I knew he’d looked familiar. Returning to preparing my dinner, the voice inside my head said, You see? Those are the kinds of people you need to surround yourself with.
Delivery of my liver patch had taken two weeks. During the wait, I’d started taking Buster for long walks, waking up early to get back on track with my gene therapy research work. I even attended a rally for ending animal farming.
Slitting open the thermal bio-containment packaging that my liver had arrived in, I removed the organ. It was cold and wet, tinged purple and reddish brown. Closing my eyes, I squeezed it, trying to see if my proprioperceptive sense would magically expand to contain this new chunk of my flesh. I waited, eyes closed. Somehow it did feel like a part of me; somehow my skin sensed this wasn’t alien flesh.
This thing was a part of me.
I dropped it into the frying pan.
An intense hunger gripped me. I was used to being hungry, but this was different. Watching my liver sizzle, I began salivating painfully. My nostrils flared. Picking up a fork, I turned it, trying to brown it evenly, but then, unable to wait, I used the side of the fork to nip off a piece and popped it into my mouth.
At first I rolled it around my tongue. Then I chewed, sucking the juices from it; I moaned as I swallowed, remembering guilt-free days of eating meat as a youth, eating and enjoying. Stabbing and ripping with the fork, I ground off another piece against the bottom of the frying pan. It was still raw. Pinpricks of blood popped from the edges of the ragged meat, but I gobbled it down.

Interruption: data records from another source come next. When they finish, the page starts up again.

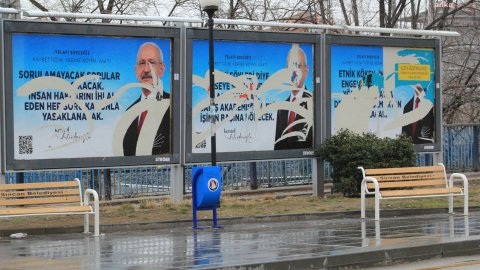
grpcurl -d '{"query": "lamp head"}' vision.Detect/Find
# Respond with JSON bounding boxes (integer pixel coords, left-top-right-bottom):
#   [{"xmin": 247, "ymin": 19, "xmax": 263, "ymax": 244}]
[{"xmin": 200, "ymin": 0, "xmax": 222, "ymax": 11}]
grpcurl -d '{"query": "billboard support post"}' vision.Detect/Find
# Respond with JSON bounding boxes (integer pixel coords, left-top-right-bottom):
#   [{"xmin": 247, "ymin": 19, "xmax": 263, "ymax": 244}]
[
  {"xmin": 200, "ymin": 0, "xmax": 220, "ymax": 166},
  {"xmin": 312, "ymin": 158, "xmax": 325, "ymax": 198},
  {"xmin": 170, "ymin": 165, "xmax": 184, "ymax": 204}
]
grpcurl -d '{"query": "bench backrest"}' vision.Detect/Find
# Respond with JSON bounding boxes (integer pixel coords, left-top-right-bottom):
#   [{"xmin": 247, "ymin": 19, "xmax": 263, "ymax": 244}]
[
  {"xmin": 0, "ymin": 179, "xmax": 82, "ymax": 207},
  {"xmin": 363, "ymin": 164, "xmax": 447, "ymax": 190}
]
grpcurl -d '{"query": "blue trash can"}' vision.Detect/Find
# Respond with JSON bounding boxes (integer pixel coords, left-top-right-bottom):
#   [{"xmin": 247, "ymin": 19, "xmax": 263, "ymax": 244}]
[
  {"xmin": 192, "ymin": 166, "xmax": 222, "ymax": 228},
  {"xmin": 192, "ymin": 166, "xmax": 222, "ymax": 210}
]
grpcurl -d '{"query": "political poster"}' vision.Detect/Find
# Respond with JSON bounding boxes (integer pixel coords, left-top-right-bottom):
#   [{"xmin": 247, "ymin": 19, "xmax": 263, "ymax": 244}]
[
  {"xmin": 11, "ymin": 33, "xmax": 172, "ymax": 160},
  {"xmin": 191, "ymin": 40, "xmax": 314, "ymax": 153},
  {"xmin": 330, "ymin": 44, "xmax": 435, "ymax": 144}
]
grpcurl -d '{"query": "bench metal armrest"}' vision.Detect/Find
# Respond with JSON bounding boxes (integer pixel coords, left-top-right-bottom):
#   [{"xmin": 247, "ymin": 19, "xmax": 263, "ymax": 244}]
[
  {"xmin": 83, "ymin": 188, "xmax": 100, "ymax": 236},
  {"xmin": 448, "ymin": 173, "xmax": 468, "ymax": 192},
  {"xmin": 448, "ymin": 173, "xmax": 468, "ymax": 216},
  {"xmin": 362, "ymin": 176, "xmax": 380, "ymax": 194}
]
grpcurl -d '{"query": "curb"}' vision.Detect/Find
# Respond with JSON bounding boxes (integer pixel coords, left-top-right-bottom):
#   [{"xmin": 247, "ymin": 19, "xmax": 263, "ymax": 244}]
[
  {"xmin": 215, "ymin": 239, "xmax": 480, "ymax": 270},
  {"xmin": 0, "ymin": 206, "xmax": 480, "ymax": 237}
]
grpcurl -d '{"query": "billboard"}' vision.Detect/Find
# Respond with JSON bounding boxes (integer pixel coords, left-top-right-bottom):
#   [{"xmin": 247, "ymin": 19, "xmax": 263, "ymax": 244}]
[
  {"xmin": 329, "ymin": 35, "xmax": 439, "ymax": 150},
  {"xmin": 6, "ymin": 21, "xmax": 180, "ymax": 167},
  {"xmin": 187, "ymin": 31, "xmax": 316, "ymax": 160}
]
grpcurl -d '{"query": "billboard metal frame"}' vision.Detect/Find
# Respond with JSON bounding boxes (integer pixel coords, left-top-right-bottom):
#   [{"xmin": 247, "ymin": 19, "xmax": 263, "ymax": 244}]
[
  {"xmin": 185, "ymin": 28, "xmax": 323, "ymax": 163},
  {"xmin": 2, "ymin": 20, "xmax": 181, "ymax": 171},
  {"xmin": 325, "ymin": 34, "xmax": 442, "ymax": 152}
]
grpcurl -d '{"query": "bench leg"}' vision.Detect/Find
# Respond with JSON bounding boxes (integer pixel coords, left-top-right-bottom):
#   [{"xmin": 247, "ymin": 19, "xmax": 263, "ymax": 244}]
[
  {"xmin": 83, "ymin": 214, "xmax": 90, "ymax": 233},
  {"xmin": 375, "ymin": 193, "xmax": 380, "ymax": 220},
  {"xmin": 360, "ymin": 183, "xmax": 365, "ymax": 218},
  {"xmin": 448, "ymin": 195, "xmax": 453, "ymax": 214}
]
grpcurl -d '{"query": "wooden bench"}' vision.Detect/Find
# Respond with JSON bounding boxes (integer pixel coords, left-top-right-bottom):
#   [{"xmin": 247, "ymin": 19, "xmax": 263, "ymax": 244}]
[
  {"xmin": 0, "ymin": 178, "xmax": 100, "ymax": 236},
  {"xmin": 358, "ymin": 163, "xmax": 468, "ymax": 220}
]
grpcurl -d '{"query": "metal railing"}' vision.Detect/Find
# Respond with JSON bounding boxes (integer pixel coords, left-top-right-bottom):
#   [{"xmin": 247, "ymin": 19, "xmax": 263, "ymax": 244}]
[{"xmin": 6, "ymin": 124, "xmax": 480, "ymax": 200}]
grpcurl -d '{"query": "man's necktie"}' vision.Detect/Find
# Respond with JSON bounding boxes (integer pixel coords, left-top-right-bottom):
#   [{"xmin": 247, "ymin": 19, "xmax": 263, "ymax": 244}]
[
  {"xmin": 137, "ymin": 111, "xmax": 148, "ymax": 134},
  {"xmin": 412, "ymin": 97, "xmax": 420, "ymax": 136},
  {"xmin": 288, "ymin": 97, "xmax": 297, "ymax": 132}
]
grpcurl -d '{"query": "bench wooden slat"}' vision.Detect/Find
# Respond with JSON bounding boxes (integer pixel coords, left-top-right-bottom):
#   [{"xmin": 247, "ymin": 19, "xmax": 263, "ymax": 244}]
[
  {"xmin": 0, "ymin": 181, "xmax": 78, "ymax": 191},
  {"xmin": 374, "ymin": 172, "xmax": 445, "ymax": 182},
  {"xmin": 0, "ymin": 195, "xmax": 80, "ymax": 206},
  {"xmin": 365, "ymin": 166, "xmax": 443, "ymax": 176},
  {"xmin": 0, "ymin": 205, "xmax": 91, "ymax": 215},
  {"xmin": 367, "ymin": 179, "xmax": 445, "ymax": 190},
  {"xmin": 380, "ymin": 187, "xmax": 462, "ymax": 198},
  {"xmin": 0, "ymin": 188, "xmax": 80, "ymax": 200}
]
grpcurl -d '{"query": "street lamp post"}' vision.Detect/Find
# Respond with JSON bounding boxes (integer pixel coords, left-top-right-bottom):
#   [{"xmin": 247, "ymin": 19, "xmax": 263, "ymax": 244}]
[{"xmin": 200, "ymin": 0, "xmax": 221, "ymax": 166}]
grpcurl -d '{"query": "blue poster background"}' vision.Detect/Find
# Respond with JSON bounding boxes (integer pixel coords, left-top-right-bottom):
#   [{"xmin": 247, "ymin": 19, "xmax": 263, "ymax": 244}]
[
  {"xmin": 330, "ymin": 44, "xmax": 436, "ymax": 144},
  {"xmin": 12, "ymin": 33, "xmax": 172, "ymax": 159},
  {"xmin": 192, "ymin": 40, "xmax": 314, "ymax": 153}
]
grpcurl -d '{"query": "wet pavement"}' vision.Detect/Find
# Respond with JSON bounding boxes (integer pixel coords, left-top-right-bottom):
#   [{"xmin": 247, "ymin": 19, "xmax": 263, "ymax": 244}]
[{"xmin": 0, "ymin": 212, "xmax": 480, "ymax": 270}]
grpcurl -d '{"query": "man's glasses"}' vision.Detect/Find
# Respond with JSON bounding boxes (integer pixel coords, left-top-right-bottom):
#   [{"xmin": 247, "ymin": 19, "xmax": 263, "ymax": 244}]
[
  {"xmin": 137, "ymin": 60, "xmax": 163, "ymax": 69},
  {"xmin": 291, "ymin": 62, "xmax": 307, "ymax": 69}
]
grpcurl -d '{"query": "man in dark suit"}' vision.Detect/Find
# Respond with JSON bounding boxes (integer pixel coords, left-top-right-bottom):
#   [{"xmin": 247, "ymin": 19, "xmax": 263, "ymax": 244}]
[
  {"xmin": 402, "ymin": 84, "xmax": 434, "ymax": 144},
  {"xmin": 123, "ymin": 42, "xmax": 170, "ymax": 156},
  {"xmin": 274, "ymin": 44, "xmax": 313, "ymax": 150}
]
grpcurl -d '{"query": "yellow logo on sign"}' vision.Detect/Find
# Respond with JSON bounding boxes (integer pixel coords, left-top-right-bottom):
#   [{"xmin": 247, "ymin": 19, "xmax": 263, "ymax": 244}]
[{"xmin": 398, "ymin": 64, "xmax": 430, "ymax": 81}]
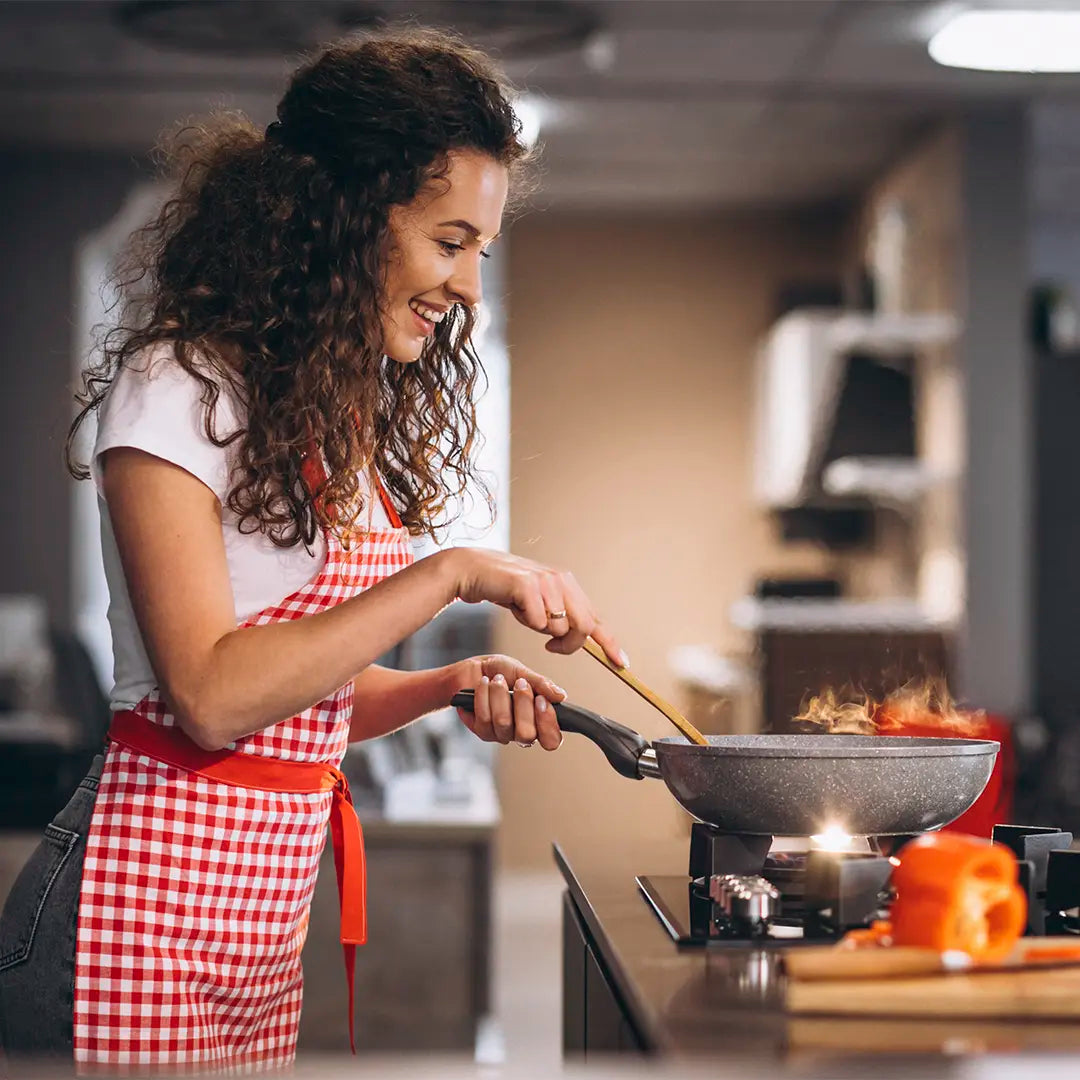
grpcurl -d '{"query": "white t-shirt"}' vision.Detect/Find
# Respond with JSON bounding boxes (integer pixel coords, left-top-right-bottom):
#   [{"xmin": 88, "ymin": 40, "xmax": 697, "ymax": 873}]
[{"xmin": 90, "ymin": 343, "xmax": 390, "ymax": 710}]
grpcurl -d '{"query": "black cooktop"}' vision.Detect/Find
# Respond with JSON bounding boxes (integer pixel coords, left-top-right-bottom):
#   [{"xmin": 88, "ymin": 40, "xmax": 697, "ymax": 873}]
[{"xmin": 635, "ymin": 875, "xmax": 829, "ymax": 948}]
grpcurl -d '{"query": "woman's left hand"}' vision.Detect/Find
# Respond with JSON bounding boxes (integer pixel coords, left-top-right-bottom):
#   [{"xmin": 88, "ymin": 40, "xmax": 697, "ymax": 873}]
[{"xmin": 456, "ymin": 656, "xmax": 566, "ymax": 750}]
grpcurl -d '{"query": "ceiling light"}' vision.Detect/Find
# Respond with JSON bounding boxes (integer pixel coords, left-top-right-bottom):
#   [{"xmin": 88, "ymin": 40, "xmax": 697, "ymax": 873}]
[{"xmin": 927, "ymin": 10, "xmax": 1080, "ymax": 73}]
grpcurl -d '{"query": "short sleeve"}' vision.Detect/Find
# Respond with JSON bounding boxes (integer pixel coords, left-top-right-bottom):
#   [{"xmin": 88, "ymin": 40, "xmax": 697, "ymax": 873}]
[{"xmin": 90, "ymin": 346, "xmax": 241, "ymax": 503}]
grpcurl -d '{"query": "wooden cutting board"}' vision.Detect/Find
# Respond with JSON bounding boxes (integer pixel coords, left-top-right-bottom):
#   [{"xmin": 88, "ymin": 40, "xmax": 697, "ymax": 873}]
[{"xmin": 786, "ymin": 967, "xmax": 1080, "ymax": 1020}]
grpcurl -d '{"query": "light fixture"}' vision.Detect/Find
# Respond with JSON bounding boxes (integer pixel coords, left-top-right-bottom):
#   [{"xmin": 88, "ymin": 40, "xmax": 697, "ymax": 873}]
[
  {"xmin": 810, "ymin": 824, "xmax": 855, "ymax": 851},
  {"xmin": 927, "ymin": 9, "xmax": 1080, "ymax": 73},
  {"xmin": 514, "ymin": 94, "xmax": 544, "ymax": 148}
]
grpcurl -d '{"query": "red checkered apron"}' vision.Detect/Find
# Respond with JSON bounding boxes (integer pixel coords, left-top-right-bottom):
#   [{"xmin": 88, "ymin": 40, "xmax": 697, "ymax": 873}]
[{"xmin": 75, "ymin": 475, "xmax": 411, "ymax": 1071}]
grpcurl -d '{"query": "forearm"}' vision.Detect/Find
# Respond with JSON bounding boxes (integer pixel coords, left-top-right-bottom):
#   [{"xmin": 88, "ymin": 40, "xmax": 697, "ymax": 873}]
[
  {"xmin": 349, "ymin": 661, "xmax": 478, "ymax": 742},
  {"xmin": 165, "ymin": 553, "xmax": 455, "ymax": 748}
]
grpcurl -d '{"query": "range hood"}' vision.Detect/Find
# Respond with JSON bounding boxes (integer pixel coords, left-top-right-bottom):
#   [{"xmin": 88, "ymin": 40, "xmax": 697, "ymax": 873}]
[{"xmin": 754, "ymin": 309, "xmax": 957, "ymax": 510}]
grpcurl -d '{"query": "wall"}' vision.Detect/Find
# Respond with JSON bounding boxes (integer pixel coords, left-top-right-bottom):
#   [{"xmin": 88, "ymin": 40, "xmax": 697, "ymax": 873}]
[
  {"xmin": 497, "ymin": 215, "xmax": 840, "ymax": 872},
  {"xmin": 0, "ymin": 149, "xmax": 145, "ymax": 624},
  {"xmin": 853, "ymin": 124, "xmax": 967, "ymax": 620},
  {"xmin": 960, "ymin": 111, "xmax": 1035, "ymax": 716}
]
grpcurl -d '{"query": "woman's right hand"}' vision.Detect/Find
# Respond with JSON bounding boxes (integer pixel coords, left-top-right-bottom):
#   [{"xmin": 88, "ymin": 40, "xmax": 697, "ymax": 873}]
[{"xmin": 443, "ymin": 548, "xmax": 629, "ymax": 667}]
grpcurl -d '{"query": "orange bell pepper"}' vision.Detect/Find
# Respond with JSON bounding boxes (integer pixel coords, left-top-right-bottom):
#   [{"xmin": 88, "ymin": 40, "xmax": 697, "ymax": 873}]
[{"xmin": 889, "ymin": 833, "xmax": 1027, "ymax": 962}]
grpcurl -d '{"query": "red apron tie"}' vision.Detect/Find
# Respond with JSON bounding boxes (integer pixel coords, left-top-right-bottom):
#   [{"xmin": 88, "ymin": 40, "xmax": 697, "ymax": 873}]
[{"xmin": 109, "ymin": 710, "xmax": 367, "ymax": 1053}]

The pan was empty before I realized what I was doing. Using the back of my hand, I wiped a streak of spittle from the side of my mouth.
Buster whined at my feet, sensing something was going on. I looked down at him.
“Not for you, little Buster, this is all for mummy.”
He always preferred human food to his own food. Human food. And for the first time in longer than I could remember, I laughed, and then another thought: You are what you eat. I laughed again.
Personal organ stockpiling was something everyone with money was doing, I’d found out. I talked about it with anyone who would listen. I was finally sleeping at night. Michael got back in touch with me, and our coffee dates became regular again.
“Sharks kill eleven humans a year on average!” I exclaimed to him one evening, startling some other customers. “Do you know how many sharks humans kill?”